Watch a gluttony of Australasian Gannets and a gulp of Black-faced Cormorants roost on Pope's Eye within the Port Phillip Heads Marine National Park in Victoria; go underwater with reef cam; walk through the Royal Botanic Garden; watch dolphins gambol on Port Philip Bay.
If you're missing sport as much as wildlife, this commentary from Andrew Cotter on Phillip Island Nature Parks' penguin parade is sure to make your day (https://www.facebook.com/PhillipIslandNatureParks/videos/2154973627981700/)
Lake Bogoria (Kenya)
From far, the lake looks pink. No, the water is not pink. Two million flamingos give the lake its iconic colour. Watch them balance on their spindly legs and turn the fly together turning the sky pink as well.
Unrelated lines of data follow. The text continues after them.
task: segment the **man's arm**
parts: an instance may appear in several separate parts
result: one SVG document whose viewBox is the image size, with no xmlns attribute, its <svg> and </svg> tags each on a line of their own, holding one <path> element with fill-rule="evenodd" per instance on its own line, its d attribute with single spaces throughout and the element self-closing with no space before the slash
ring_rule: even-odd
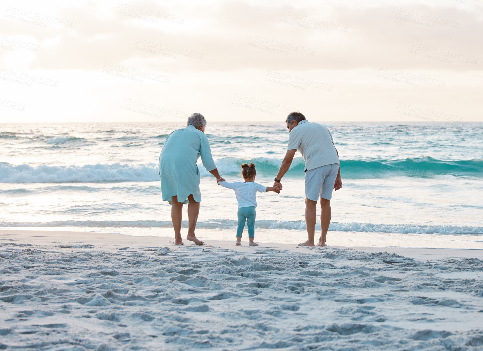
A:
<svg viewBox="0 0 483 351">
<path fill-rule="evenodd" d="M 288 168 L 290 168 L 290 165 L 292 164 L 292 161 L 294 159 L 294 156 L 295 155 L 296 151 L 297 151 L 296 150 L 287 150 L 287 153 L 285 154 L 285 157 L 284 157 L 284 160 L 282 161 L 282 165 L 280 165 L 278 173 L 277 173 L 276 179 L 281 180 L 282 177 L 285 175 L 285 173 L 287 172 Z M 273 186 L 279 188 L 279 189 L 276 192 L 280 192 L 280 190 L 282 190 L 282 183 L 280 182 L 275 182 L 273 183 Z"/>
<path fill-rule="evenodd" d="M 333 144 L 334 143 L 332 143 Z M 334 148 L 335 148 L 335 152 L 337 153 L 337 157 L 339 157 L 339 152 L 337 151 L 337 148 L 334 145 Z M 341 162 L 340 158 L 339 158 L 339 163 Z M 278 179 L 278 178 L 277 178 Z M 341 179 L 341 165 L 339 166 L 339 171 L 337 172 L 337 178 L 335 179 L 335 183 L 334 183 L 334 190 L 337 191 L 342 187 L 342 180 Z"/>
<path fill-rule="evenodd" d="M 278 179 L 278 178 L 277 179 Z M 279 187 L 280 187 L 278 186 L 267 186 L 267 190 L 265 190 L 265 192 L 268 193 L 269 191 L 275 191 L 276 193 L 276 190 L 278 190 Z M 280 192 L 278 192 L 278 193 L 280 193 Z"/>
</svg>

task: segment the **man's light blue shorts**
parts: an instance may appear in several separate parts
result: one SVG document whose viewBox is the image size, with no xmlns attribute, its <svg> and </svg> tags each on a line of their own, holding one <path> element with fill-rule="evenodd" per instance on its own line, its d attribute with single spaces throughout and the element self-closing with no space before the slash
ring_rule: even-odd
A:
<svg viewBox="0 0 483 351">
<path fill-rule="evenodd" d="M 338 172 L 337 163 L 308 170 L 305 172 L 305 197 L 314 201 L 319 199 L 319 196 L 330 200 Z"/>
</svg>

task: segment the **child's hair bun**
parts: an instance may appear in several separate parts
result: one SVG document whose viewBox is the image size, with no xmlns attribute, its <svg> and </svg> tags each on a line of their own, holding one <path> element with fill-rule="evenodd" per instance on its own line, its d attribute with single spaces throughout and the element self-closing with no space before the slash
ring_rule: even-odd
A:
<svg viewBox="0 0 483 351">
<path fill-rule="evenodd" d="M 250 163 L 248 166 L 246 163 L 244 163 L 241 166 L 242 175 L 245 179 L 250 179 L 252 177 L 256 174 L 256 170 L 255 169 L 255 164 Z"/>
</svg>

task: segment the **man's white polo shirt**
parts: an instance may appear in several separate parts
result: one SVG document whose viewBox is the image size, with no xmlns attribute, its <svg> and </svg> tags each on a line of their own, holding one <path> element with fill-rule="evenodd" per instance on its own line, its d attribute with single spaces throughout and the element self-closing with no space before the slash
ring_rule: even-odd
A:
<svg viewBox="0 0 483 351">
<path fill-rule="evenodd" d="M 306 119 L 298 122 L 288 136 L 287 150 L 298 150 L 305 161 L 305 171 L 326 165 L 340 165 L 329 130 Z"/>
</svg>

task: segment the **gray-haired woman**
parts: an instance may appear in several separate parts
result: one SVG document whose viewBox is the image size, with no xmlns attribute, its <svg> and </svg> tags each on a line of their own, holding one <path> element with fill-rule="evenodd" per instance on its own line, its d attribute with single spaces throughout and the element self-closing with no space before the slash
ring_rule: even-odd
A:
<svg viewBox="0 0 483 351">
<path fill-rule="evenodd" d="M 181 218 L 183 205 L 188 204 L 188 235 L 186 239 L 197 245 L 203 245 L 195 235 L 199 213 L 200 176 L 196 161 L 201 156 L 203 166 L 216 178 L 224 181 L 213 162 L 208 138 L 205 135 L 206 120 L 195 112 L 188 118 L 185 128 L 172 132 L 164 142 L 159 155 L 159 176 L 163 200 L 171 204 L 171 220 L 174 229 L 176 245 L 183 245 Z"/>
</svg>

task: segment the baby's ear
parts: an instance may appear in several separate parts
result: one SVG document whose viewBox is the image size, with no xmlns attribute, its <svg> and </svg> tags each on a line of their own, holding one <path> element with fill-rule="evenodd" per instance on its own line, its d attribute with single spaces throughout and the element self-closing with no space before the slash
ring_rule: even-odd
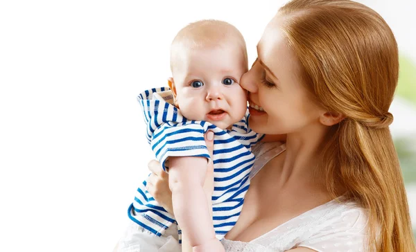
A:
<svg viewBox="0 0 416 252">
<path fill-rule="evenodd" d="M 179 107 L 177 100 L 176 100 L 176 87 L 175 87 L 175 82 L 173 81 L 173 78 L 172 77 L 169 77 L 168 78 L 168 85 L 169 86 L 169 88 L 172 91 L 172 94 L 173 95 L 173 105 L 176 107 Z"/>
<path fill-rule="evenodd" d="M 175 87 L 175 82 L 173 81 L 173 78 L 172 77 L 169 77 L 168 78 L 168 85 L 171 90 L 172 91 L 172 93 L 173 93 L 173 96 L 176 96 L 176 87 Z"/>
</svg>

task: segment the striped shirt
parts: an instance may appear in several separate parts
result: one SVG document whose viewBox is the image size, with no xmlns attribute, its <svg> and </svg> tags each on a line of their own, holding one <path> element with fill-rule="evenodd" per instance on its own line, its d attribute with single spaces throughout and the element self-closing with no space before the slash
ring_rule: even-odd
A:
<svg viewBox="0 0 416 252">
<path fill-rule="evenodd" d="M 187 120 L 172 105 L 172 93 L 167 87 L 146 91 L 137 100 L 147 124 L 148 142 L 165 171 L 169 156 L 210 159 L 204 134 L 208 129 L 214 132 L 213 221 L 216 237 L 223 239 L 236 224 L 243 208 L 250 185 L 249 174 L 254 161 L 252 145 L 263 137 L 248 127 L 248 110 L 230 130 L 224 130 L 208 122 Z M 146 185 L 145 181 L 137 189 L 128 216 L 145 229 L 160 236 L 177 222 L 147 192 Z M 180 240 L 179 226 L 178 229 Z"/>
</svg>

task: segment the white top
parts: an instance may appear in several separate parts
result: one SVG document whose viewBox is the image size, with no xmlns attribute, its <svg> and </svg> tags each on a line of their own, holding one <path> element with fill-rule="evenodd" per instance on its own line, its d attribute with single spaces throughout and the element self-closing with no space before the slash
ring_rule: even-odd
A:
<svg viewBox="0 0 416 252">
<path fill-rule="evenodd" d="M 257 154 L 254 174 L 261 168 L 257 165 L 259 161 L 266 163 L 262 161 L 268 161 L 286 150 L 284 145 L 279 148 L 270 147 L 272 144 L 257 145 L 261 150 L 272 151 Z M 250 242 L 227 239 L 221 242 L 227 252 L 277 252 L 300 246 L 318 252 L 366 251 L 365 210 L 352 202 L 341 203 L 338 199 L 306 211 Z"/>
</svg>

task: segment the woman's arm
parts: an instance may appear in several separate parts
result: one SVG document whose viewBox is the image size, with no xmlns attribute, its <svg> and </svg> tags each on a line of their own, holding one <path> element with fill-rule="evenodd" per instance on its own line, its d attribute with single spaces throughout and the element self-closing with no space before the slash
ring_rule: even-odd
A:
<svg viewBox="0 0 416 252">
<path fill-rule="evenodd" d="M 268 135 L 266 134 L 261 139 L 261 142 L 286 142 L 287 134 L 281 135 Z"/>
<path fill-rule="evenodd" d="M 207 159 L 169 158 L 169 188 L 175 217 L 192 246 L 219 242 L 203 190 Z"/>
<path fill-rule="evenodd" d="M 212 201 L 211 196 L 214 192 L 214 165 L 212 163 L 213 150 L 214 150 L 214 133 L 211 132 L 207 132 L 205 135 L 205 143 L 208 149 L 208 152 L 211 156 L 211 161 L 205 165 L 207 167 L 206 173 L 205 176 L 205 181 L 203 186 L 203 190 L 205 194 L 207 204 L 208 205 L 208 209 L 209 209 L 210 220 L 212 220 Z M 148 166 L 149 170 L 152 172 L 152 174 L 148 179 L 147 190 L 148 191 L 155 197 L 159 204 L 163 206 L 167 211 L 173 214 L 173 208 L 172 206 L 172 192 L 169 190 L 168 186 L 168 174 L 166 173 L 162 169 L 160 163 L 157 161 L 152 161 Z M 171 172 L 171 170 L 170 170 Z M 212 222 L 211 224 L 212 227 Z M 185 232 L 182 230 L 182 251 L 191 251 L 192 249 L 189 245 L 188 250 L 187 250 L 187 240 Z M 197 246 L 193 248 L 193 251 L 223 251 L 224 249 L 220 243 L 216 243 L 218 247 L 216 248 L 207 248 Z"/>
</svg>

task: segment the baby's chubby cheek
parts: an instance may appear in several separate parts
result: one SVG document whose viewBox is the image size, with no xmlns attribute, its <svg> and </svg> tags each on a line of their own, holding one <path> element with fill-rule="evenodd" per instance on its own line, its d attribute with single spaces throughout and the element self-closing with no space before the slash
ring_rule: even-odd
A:
<svg viewBox="0 0 416 252">
<path fill-rule="evenodd" d="M 178 100 L 178 107 L 182 115 L 188 120 L 204 120 L 206 111 L 195 99 Z"/>
</svg>

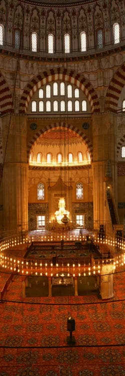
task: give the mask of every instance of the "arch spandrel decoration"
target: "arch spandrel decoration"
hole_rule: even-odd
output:
[[[66,68],[58,68],[45,71],[41,75],[33,77],[26,85],[21,97],[20,113],[26,113],[28,105],[33,94],[43,85],[58,80],[76,85],[85,94],[90,103],[92,112],[100,112],[99,100],[91,83],[82,74],[76,74],[76,72]]]
[[[125,84],[125,63],[118,70],[108,87],[104,103],[104,110],[116,112],[122,90]]]
[[[38,131],[38,132],[36,132],[35,134],[34,134],[32,139],[29,141],[28,145],[28,147],[27,147],[28,161],[28,159],[29,159],[29,155],[31,152],[32,148],[32,147],[37,138],[38,138],[40,136],[41,136],[42,134],[43,134],[43,133],[44,133],[44,132],[47,132],[48,131],[49,131],[50,129],[52,129],[53,128],[58,128],[58,126],[59,126],[58,123],[54,123],[53,124],[51,124],[49,125],[46,126],[46,127],[44,127],[42,129],[40,129],[40,130]],[[79,135],[82,138],[83,141],[84,142],[85,144],[86,144],[88,148],[88,151],[90,155],[91,162],[92,162],[93,146],[91,141],[90,141],[90,140],[88,139],[88,137],[87,137],[86,134],[84,133],[83,131],[82,130],[78,129],[78,128],[76,128],[76,127],[75,127],[73,125],[71,125],[70,124],[66,124],[66,123],[64,124],[62,123],[62,124],[61,125],[61,127],[62,128],[68,128],[74,131],[74,132],[76,132],[76,133],[78,133]]]

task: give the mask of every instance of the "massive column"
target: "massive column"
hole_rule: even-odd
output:
[[[26,119],[14,115],[10,122],[6,116],[2,129],[4,229],[24,233],[28,222]]]

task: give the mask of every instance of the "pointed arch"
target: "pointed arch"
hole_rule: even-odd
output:
[[[49,125],[47,125],[46,127],[44,127],[42,129],[40,129],[40,130],[36,132],[36,133],[34,135],[32,139],[29,141],[28,144],[28,145],[27,147],[27,159],[28,161],[29,159],[29,155],[30,154],[32,147],[34,146],[34,143],[36,142],[37,138],[38,138],[40,136],[41,136],[42,134],[43,134],[45,132],[47,132],[48,131],[50,130],[51,129],[52,129],[54,128],[59,128],[60,127],[60,125],[59,125],[59,123],[53,123],[52,124],[50,124]],[[83,141],[84,141],[84,143],[86,144],[88,151],[90,155],[90,158],[91,162],[92,162],[93,159],[93,146],[92,144],[90,141],[90,140],[88,139],[88,137],[87,137],[86,135],[84,133],[83,131],[81,129],[79,129],[78,128],[76,128],[76,127],[75,127],[73,125],[72,125],[70,124],[66,124],[66,123],[62,123],[61,124],[61,127],[63,129],[64,128],[67,128],[68,129],[71,129],[72,130],[74,131],[76,133],[78,133],[80,136],[82,138]]]
[[[85,94],[90,103],[92,112],[100,112],[100,102],[94,88],[89,81],[79,73],[66,68],[58,68],[45,71],[31,80],[25,88],[20,102],[20,113],[26,113],[28,103],[34,94],[43,85],[50,81],[65,81],[74,84]]]

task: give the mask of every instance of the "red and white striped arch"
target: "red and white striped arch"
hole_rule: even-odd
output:
[[[120,95],[125,84],[125,63],[111,80],[105,98],[104,109],[116,112]]]
[[[32,151],[32,149],[36,140],[37,138],[38,138],[40,136],[41,136],[42,134],[43,134],[45,132],[48,132],[48,131],[50,131],[51,129],[52,129],[54,128],[58,128],[60,126],[59,123],[54,123],[53,124],[51,124],[49,125],[47,125],[46,127],[44,127],[42,129],[40,129],[40,130],[38,131],[38,132],[36,132],[35,134],[33,136],[32,139],[30,141],[28,142],[28,145],[27,147],[27,158],[28,158],[28,161],[29,157],[30,157],[30,154]],[[80,136],[82,138],[83,141],[84,142],[84,143],[86,144],[86,147],[88,148],[88,151],[90,153],[90,158],[91,159],[91,161],[92,161],[93,159],[93,147],[92,145],[92,144],[91,141],[88,139],[87,136],[85,134],[85,133],[80,129],[78,129],[78,128],[76,127],[75,127],[73,125],[71,125],[70,124],[64,124],[61,125],[61,128],[67,128],[69,129],[71,129],[72,130],[74,131],[74,132],[76,132],[76,133],[79,134]]]
[[[42,86],[51,81],[60,80],[74,84],[85,94],[90,102],[92,112],[100,112],[100,102],[97,94],[90,82],[82,75],[76,74],[64,68],[57,68],[45,71],[41,75],[34,77],[25,88],[20,102],[20,113],[26,113],[30,99]]]

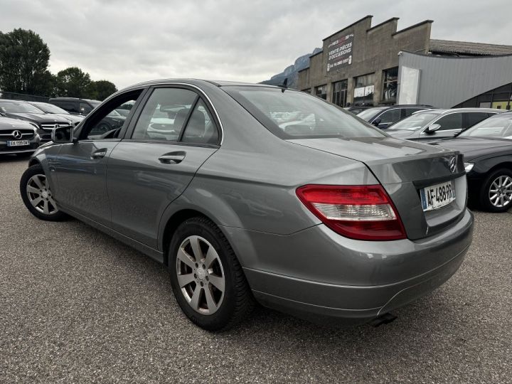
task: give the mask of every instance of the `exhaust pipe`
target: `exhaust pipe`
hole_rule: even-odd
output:
[[[393,323],[395,320],[396,320],[396,316],[392,315],[388,312],[387,314],[380,315],[370,321],[370,325],[377,328],[383,324],[389,324],[390,323]]]

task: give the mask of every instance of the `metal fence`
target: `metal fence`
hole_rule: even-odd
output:
[[[11,100],[25,100],[48,102],[49,97],[44,96],[36,96],[35,95],[25,95],[24,93],[15,93],[14,92],[0,92],[0,99],[9,99]]]

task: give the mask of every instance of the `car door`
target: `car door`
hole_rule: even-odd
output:
[[[119,144],[126,127],[104,135],[95,135],[96,126],[113,109],[137,100],[143,90],[125,92],[87,117],[74,133],[73,143],[60,146],[50,171],[56,181],[54,196],[63,208],[74,210],[105,225],[110,223],[107,195],[107,166],[112,151]],[[127,119],[128,120],[128,119]]]
[[[420,134],[419,139],[432,140],[442,137],[453,137],[462,130],[463,114],[463,112],[452,112],[431,122],[428,127],[438,124],[439,129],[433,132],[427,132],[426,127]]]
[[[151,90],[131,134],[112,151],[107,189],[112,228],[157,248],[160,218],[218,149],[218,123],[201,92]]]

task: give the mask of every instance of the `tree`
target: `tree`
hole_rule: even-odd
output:
[[[68,97],[86,97],[90,76],[78,67],[70,67],[57,73],[56,94]]]
[[[21,28],[0,32],[0,89],[19,93],[47,92],[49,60],[48,46],[35,32]],[[41,79],[45,80],[41,82]]]

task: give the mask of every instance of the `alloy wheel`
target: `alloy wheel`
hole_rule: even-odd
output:
[[[225,277],[215,249],[201,236],[188,236],[176,256],[178,283],[188,304],[203,315],[217,311],[224,299]]]
[[[38,212],[45,215],[54,215],[58,212],[45,175],[31,177],[27,182],[26,191],[28,201]]]
[[[491,203],[496,208],[503,208],[512,201],[512,177],[502,175],[496,177],[489,191]]]

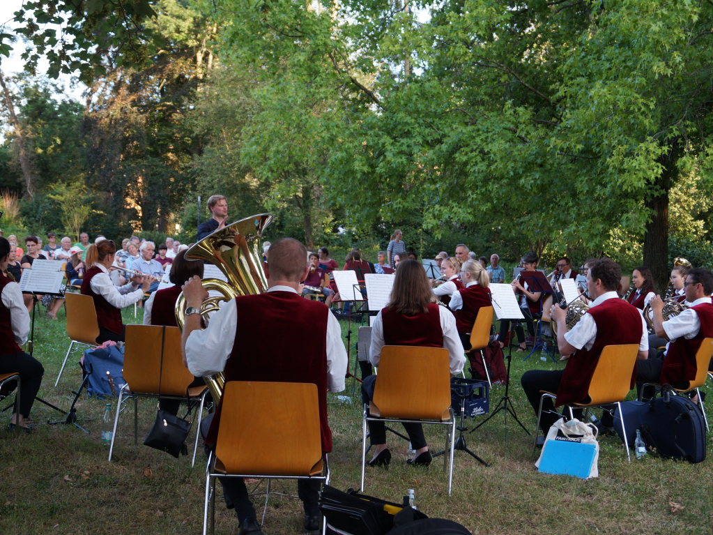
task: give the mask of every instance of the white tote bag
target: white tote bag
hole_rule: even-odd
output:
[[[589,479],[599,476],[597,428],[576,418],[560,418],[550,427],[540,458],[539,471]]]

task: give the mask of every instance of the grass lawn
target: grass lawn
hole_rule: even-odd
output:
[[[34,355],[45,367],[40,397],[68,408],[80,382],[76,362],[70,357],[56,388],[53,385],[68,346],[63,309],[51,321],[38,309]],[[140,322],[142,312],[124,310],[126,323]],[[40,317],[42,316],[42,317]],[[347,324],[342,322],[346,335]],[[352,340],[356,341],[352,325]],[[354,358],[355,351],[352,351]],[[527,370],[555,369],[539,355],[523,361],[513,355],[510,394],[520,419],[530,432],[535,416],[527,404],[519,378]],[[353,369],[353,365],[350,366]],[[504,387],[495,387],[491,406]],[[361,408],[359,389],[352,396],[347,381],[344,400],[329,394],[329,421],[334,452],[329,461],[333,486],[358,488],[360,477]],[[709,399],[713,399],[710,397]],[[2,404],[4,408],[9,401]],[[175,459],[141,445],[155,415],[155,402],[139,401],[139,445],[132,439],[131,409],[122,415],[114,459],[107,462],[108,447],[99,430],[106,402],[83,395],[77,403],[79,423],[73,426],[39,425],[31,434],[7,430],[9,412],[0,430],[0,534],[198,534],[202,526],[205,457],[196,467],[190,457]],[[43,423],[61,414],[36,402],[32,417]],[[467,420],[472,425],[483,417]],[[429,429],[434,449],[443,444],[442,429]],[[430,434],[429,434],[430,433]],[[192,436],[192,435],[191,435]],[[511,419],[501,415],[473,434],[468,444],[491,466],[485,467],[463,452],[456,452],[453,494],[440,461],[429,469],[405,464],[406,444],[389,437],[394,454],[388,471],[371,469],[365,491],[400,501],[406,489],[416,491],[416,504],[429,516],[460,522],[474,534],[713,533],[713,469],[709,459],[699,464],[657,459],[651,455],[627,462],[618,439],[600,439],[600,477],[583,481],[538,474],[533,463],[531,437]],[[294,483],[278,482],[278,489],[294,490]],[[220,499],[220,498],[219,498]],[[258,505],[260,498],[256,497]],[[680,506],[672,506],[672,503]],[[301,504],[289,498],[270,499],[265,531],[302,531]],[[237,533],[237,522],[222,504],[216,507],[216,531]]]

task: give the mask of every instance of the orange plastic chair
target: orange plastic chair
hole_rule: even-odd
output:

Thailand offers 3D Virtual Tours of 10 destinations - mostly on the fringes - sprawled across the country’s 9 destinations. When you click a destination link on your screen, you will have a 360-degree view and can walk around by using your cursor.
Smithsonian’s National Zoo and Conservation Biology Institute (Washington, DC)
The zoo is temporarily closed but you can still walk through and know all about how and why did Zoo staff and Smithsonian museum specialists engineer a 3-D printed beak for Karl, the Zoo's male Abyssinian ground hornbill? How scientists at the Smithsonian Conservation Biology Institute are trying to save maned wolves through matchmaking? Through Giant Panda Cam, watch Tian Tian (Adult male born on August 27, 1997) and Mei Xiang (Adult female born on July 22, 1998)gorging themselves on bamboo shoots. Behold a brunch between a sloth and a golden lion tamarin, catch a close-up of newborn black-footed ferret kits.
- Dating 3500 BC, the world’s first zoo was in Hierakonpolis (Egypt) had a menagerie of 112 animals (Source: Guinness World Records).
- According to Guinness World Records, the oldest known breed of domesticated dog goes all the way back to 329 BC. Saluki dogs were revered in ancient Egypt, being kept as royal pets and being mummified after death.
- Chessington World of Adventures in the United Kingdom has banned visitors from wearing animal print clothing. The zoo officials believe that animal clothing confuses 1,000 animals on its grounds.Banned prints include: zebra, giraffe, leopard, cheetah, tiger, spotted hyena, striped hyena, and African wild dog.
- Do not dismiss the housefly. Listen to its sound - the pest buzzes in an F key.
- The sound of the raptor noises in the film Jurassic Park are actually sound of mating tortoises. The Gallimimus flock was voiced by squealing female horses on heat while Tyrannosaurus Rex was voiced by Buster, a Jack Russel terrier, owned by Gary Rydstrom, the 1993 film’s sound designer.